Rabbit anti mouse ucp1 antibody

Paraffin-embedded tissue sections in 5-µm thickness were stained with hematoxylin and eosin (H&E) using our standard protocol (Lim et al., 2014 (link); Iwamoto et al., 2015 (link); Seki et al., 2016 (link)). For UCP1 and CD31 staining, the paraffin-embedded tissue sections were incubated with a rabbit anti–mouse UCP1 antibody (1:200; Abcam) and a rat anti–mouse CD31 antibody (1:200), followed by staining with a mixture of secondary antibodies comprising an Alexa Fluor 555–labeled goat anti–rat antibody (1:200; Invitrogen) and an Alexa Fluor 649–labeled goat anti–rabbit antibody (1:400; Jackson ImmunoResearch Laboratories Inc.). Positive signals were captured with a fluorescence microscope equipped with a Nikon DS-QilMC camera.
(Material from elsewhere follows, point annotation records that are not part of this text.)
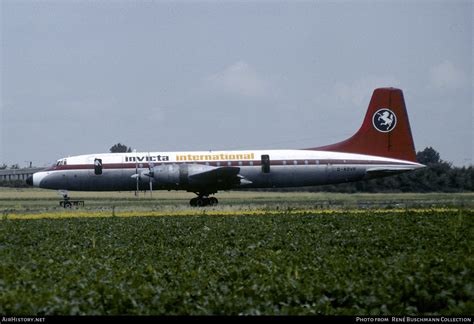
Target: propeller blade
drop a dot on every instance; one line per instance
(137, 176)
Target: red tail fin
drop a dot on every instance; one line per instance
(385, 131)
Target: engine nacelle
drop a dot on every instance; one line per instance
(177, 174)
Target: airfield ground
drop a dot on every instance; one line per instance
(256, 253)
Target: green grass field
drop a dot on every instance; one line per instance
(278, 254)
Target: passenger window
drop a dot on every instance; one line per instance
(98, 166)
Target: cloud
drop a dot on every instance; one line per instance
(359, 91)
(446, 76)
(239, 78)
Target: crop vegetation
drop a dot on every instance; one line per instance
(271, 259)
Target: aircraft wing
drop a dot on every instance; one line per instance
(220, 175)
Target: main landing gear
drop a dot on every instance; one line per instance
(202, 201)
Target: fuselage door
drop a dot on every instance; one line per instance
(265, 163)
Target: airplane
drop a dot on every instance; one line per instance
(383, 146)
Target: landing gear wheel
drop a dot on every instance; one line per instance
(193, 202)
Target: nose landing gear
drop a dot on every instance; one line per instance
(202, 201)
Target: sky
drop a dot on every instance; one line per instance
(78, 77)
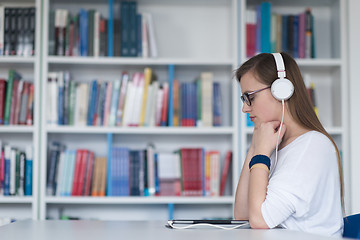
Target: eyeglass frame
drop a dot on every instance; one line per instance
(245, 97)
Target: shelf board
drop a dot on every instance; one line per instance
(330, 130)
(142, 130)
(137, 61)
(16, 129)
(319, 62)
(16, 59)
(139, 200)
(16, 199)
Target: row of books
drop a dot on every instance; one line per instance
(16, 168)
(16, 100)
(270, 32)
(125, 172)
(128, 34)
(137, 100)
(17, 31)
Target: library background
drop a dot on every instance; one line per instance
(129, 109)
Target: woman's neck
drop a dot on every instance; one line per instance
(293, 131)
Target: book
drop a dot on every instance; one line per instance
(122, 97)
(2, 29)
(28, 171)
(147, 82)
(265, 27)
(125, 28)
(114, 103)
(7, 156)
(132, 29)
(217, 104)
(110, 29)
(170, 113)
(226, 170)
(2, 99)
(52, 168)
(13, 76)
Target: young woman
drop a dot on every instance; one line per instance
(300, 186)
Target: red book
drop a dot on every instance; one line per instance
(29, 108)
(2, 167)
(19, 93)
(82, 171)
(89, 173)
(164, 109)
(76, 173)
(191, 160)
(225, 172)
(13, 101)
(2, 99)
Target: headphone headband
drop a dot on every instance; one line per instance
(281, 88)
(280, 66)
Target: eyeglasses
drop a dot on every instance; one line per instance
(245, 98)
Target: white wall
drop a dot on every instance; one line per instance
(353, 49)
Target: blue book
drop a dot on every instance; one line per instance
(124, 172)
(125, 29)
(114, 171)
(114, 102)
(183, 104)
(28, 172)
(258, 29)
(284, 33)
(83, 32)
(132, 29)
(171, 96)
(193, 104)
(134, 173)
(109, 166)
(93, 99)
(111, 29)
(157, 181)
(61, 99)
(265, 27)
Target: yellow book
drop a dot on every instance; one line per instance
(147, 76)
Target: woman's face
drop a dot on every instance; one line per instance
(264, 107)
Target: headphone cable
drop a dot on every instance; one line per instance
(278, 138)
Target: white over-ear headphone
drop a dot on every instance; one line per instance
(281, 88)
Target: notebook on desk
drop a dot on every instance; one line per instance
(223, 224)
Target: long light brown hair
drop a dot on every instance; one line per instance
(263, 66)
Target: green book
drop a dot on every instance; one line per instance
(12, 76)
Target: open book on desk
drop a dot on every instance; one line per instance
(222, 224)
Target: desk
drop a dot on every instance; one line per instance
(135, 230)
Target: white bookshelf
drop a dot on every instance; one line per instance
(24, 207)
(199, 42)
(328, 71)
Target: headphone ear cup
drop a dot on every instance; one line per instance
(282, 89)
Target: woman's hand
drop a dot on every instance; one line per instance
(265, 137)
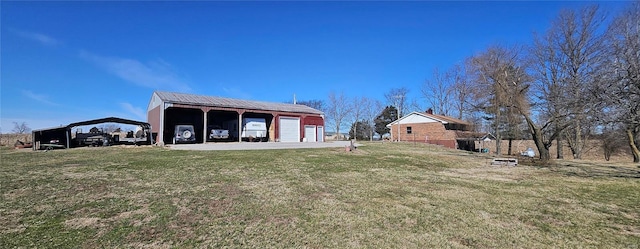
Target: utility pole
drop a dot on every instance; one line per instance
(398, 112)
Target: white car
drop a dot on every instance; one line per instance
(184, 134)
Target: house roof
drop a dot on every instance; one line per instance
(439, 118)
(193, 99)
(474, 136)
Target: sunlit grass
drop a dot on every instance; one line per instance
(380, 196)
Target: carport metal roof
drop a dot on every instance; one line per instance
(192, 99)
(66, 130)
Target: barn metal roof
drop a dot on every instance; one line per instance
(193, 99)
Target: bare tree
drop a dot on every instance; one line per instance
(500, 89)
(370, 110)
(580, 49)
(357, 111)
(623, 92)
(21, 128)
(460, 90)
(398, 98)
(437, 92)
(337, 110)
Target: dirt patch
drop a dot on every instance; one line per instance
(78, 223)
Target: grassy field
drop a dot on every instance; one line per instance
(380, 196)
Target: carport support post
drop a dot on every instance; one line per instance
(240, 126)
(204, 133)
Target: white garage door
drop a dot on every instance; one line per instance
(289, 129)
(320, 134)
(310, 133)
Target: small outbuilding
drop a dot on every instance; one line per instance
(169, 111)
(426, 127)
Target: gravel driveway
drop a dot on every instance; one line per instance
(258, 146)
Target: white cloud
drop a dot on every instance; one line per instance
(136, 111)
(41, 38)
(38, 97)
(157, 75)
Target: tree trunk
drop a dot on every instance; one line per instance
(632, 143)
(577, 151)
(538, 139)
(559, 148)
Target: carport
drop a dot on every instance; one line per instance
(62, 134)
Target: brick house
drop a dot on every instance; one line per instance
(426, 127)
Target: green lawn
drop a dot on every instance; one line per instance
(380, 196)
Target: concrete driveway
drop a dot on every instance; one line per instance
(258, 146)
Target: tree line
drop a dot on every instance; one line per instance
(576, 81)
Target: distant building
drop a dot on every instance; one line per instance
(426, 127)
(330, 135)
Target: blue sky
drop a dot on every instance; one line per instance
(63, 62)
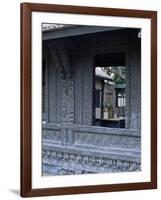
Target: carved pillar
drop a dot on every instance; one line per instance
(65, 81)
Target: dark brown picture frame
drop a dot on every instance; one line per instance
(26, 103)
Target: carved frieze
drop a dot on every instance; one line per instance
(86, 163)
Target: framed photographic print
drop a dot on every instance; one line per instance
(88, 99)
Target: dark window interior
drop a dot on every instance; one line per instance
(109, 90)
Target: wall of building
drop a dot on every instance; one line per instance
(70, 103)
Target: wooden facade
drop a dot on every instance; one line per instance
(72, 144)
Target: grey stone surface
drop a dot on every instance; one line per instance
(71, 144)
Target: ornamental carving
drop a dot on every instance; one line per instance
(92, 161)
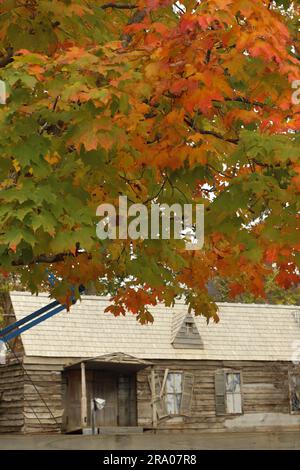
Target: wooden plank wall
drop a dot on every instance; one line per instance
(43, 395)
(265, 390)
(11, 397)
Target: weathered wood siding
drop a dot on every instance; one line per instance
(265, 395)
(43, 398)
(11, 397)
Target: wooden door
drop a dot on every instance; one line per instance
(72, 414)
(127, 400)
(105, 385)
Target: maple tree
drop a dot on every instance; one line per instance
(172, 104)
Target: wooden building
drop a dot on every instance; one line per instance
(178, 373)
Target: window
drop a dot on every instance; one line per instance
(228, 392)
(189, 327)
(173, 392)
(295, 393)
(233, 392)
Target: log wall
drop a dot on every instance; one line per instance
(43, 398)
(11, 397)
(265, 395)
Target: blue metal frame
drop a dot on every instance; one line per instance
(13, 330)
(17, 331)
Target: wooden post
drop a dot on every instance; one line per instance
(153, 398)
(83, 397)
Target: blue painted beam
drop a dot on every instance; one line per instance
(29, 325)
(28, 318)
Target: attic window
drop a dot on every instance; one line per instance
(187, 336)
(189, 327)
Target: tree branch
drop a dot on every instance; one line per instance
(120, 6)
(49, 259)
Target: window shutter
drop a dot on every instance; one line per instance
(159, 401)
(187, 394)
(220, 392)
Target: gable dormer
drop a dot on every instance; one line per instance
(185, 334)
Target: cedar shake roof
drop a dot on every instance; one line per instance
(244, 332)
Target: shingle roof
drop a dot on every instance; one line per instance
(245, 331)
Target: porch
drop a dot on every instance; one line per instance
(100, 395)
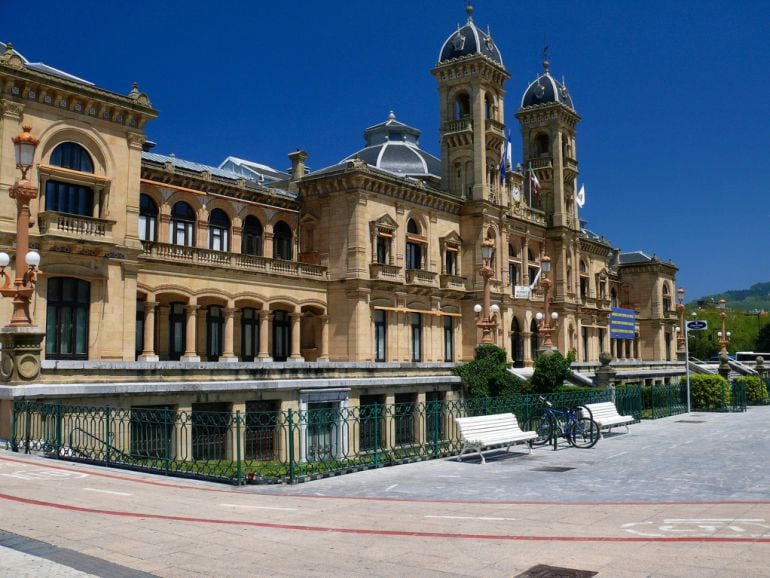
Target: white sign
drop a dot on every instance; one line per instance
(521, 292)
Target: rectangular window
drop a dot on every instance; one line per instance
(451, 262)
(383, 246)
(416, 323)
(380, 335)
(449, 340)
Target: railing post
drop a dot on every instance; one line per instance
(238, 468)
(107, 432)
(167, 438)
(14, 423)
(291, 445)
(376, 412)
(58, 429)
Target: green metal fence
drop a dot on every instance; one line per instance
(265, 445)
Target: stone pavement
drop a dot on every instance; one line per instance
(682, 496)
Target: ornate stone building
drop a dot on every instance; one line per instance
(161, 270)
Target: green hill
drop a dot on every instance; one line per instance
(755, 298)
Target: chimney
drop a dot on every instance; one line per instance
(298, 158)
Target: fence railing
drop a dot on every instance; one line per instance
(272, 446)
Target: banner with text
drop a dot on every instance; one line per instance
(622, 323)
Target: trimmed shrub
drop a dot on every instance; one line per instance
(488, 376)
(756, 389)
(709, 392)
(550, 372)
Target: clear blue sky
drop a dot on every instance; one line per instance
(674, 145)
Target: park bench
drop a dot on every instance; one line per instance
(490, 431)
(606, 415)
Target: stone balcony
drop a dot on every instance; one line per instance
(383, 272)
(421, 277)
(237, 261)
(76, 227)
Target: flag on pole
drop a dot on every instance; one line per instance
(535, 184)
(502, 164)
(581, 198)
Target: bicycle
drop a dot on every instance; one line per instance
(579, 430)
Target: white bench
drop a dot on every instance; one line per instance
(489, 431)
(606, 415)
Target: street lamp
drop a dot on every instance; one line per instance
(21, 338)
(724, 336)
(546, 322)
(23, 191)
(487, 321)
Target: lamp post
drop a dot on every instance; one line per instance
(21, 338)
(544, 320)
(724, 336)
(681, 346)
(487, 321)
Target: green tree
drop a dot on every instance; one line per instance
(551, 371)
(488, 376)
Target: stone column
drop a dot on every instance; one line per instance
(228, 355)
(190, 353)
(264, 335)
(324, 338)
(148, 352)
(296, 318)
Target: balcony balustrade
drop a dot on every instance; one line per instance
(74, 226)
(238, 261)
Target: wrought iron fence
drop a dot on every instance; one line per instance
(265, 445)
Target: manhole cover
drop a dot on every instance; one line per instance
(552, 469)
(543, 571)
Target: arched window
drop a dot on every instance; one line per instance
(215, 322)
(251, 239)
(66, 335)
(666, 299)
(70, 155)
(176, 330)
(542, 145)
(219, 231)
(517, 344)
(584, 280)
(534, 337)
(462, 106)
(282, 238)
(249, 334)
(281, 335)
(148, 218)
(413, 247)
(64, 197)
(182, 229)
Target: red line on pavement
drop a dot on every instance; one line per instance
(376, 498)
(363, 531)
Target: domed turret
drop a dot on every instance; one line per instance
(546, 89)
(394, 147)
(469, 41)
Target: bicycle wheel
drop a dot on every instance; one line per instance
(543, 426)
(583, 433)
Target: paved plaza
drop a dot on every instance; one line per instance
(682, 496)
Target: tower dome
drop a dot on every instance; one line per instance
(394, 147)
(546, 89)
(469, 41)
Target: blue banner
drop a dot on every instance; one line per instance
(622, 323)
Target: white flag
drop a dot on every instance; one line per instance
(581, 198)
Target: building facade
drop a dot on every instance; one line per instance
(220, 273)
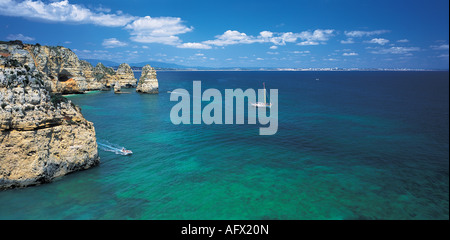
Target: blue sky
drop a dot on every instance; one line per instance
(287, 34)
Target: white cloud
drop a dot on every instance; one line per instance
(380, 41)
(283, 38)
(350, 54)
(232, 37)
(20, 37)
(157, 30)
(348, 41)
(61, 11)
(113, 43)
(440, 47)
(266, 34)
(194, 46)
(301, 52)
(396, 50)
(307, 43)
(317, 35)
(142, 29)
(364, 33)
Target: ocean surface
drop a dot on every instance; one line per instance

A rat anti–mouse VEGFR1 antibody (1:100 dilution in blocking buffer) was used for incubation at 4°C overnight. A secondary goat anti–rat Alexa 555 antibody (A21434; 1:200 dilution; Invitrogen) in blocking buffer was incubated at room temperature for 1 h. For lipid staining, Oil Red O staining was performed according to the BioVision manual. In brief, frozen liver sample was fixed with 4% paraformaldehyde for 30 min, washed with 60% isopropanol, and stained at 37°C with Oil Red O (O1391; Sigma-Aldrich) solution for 15 min. Nuclei were counterstained with hematoxylin for 10 min, mounted with glycerol, and examined under a light microscope.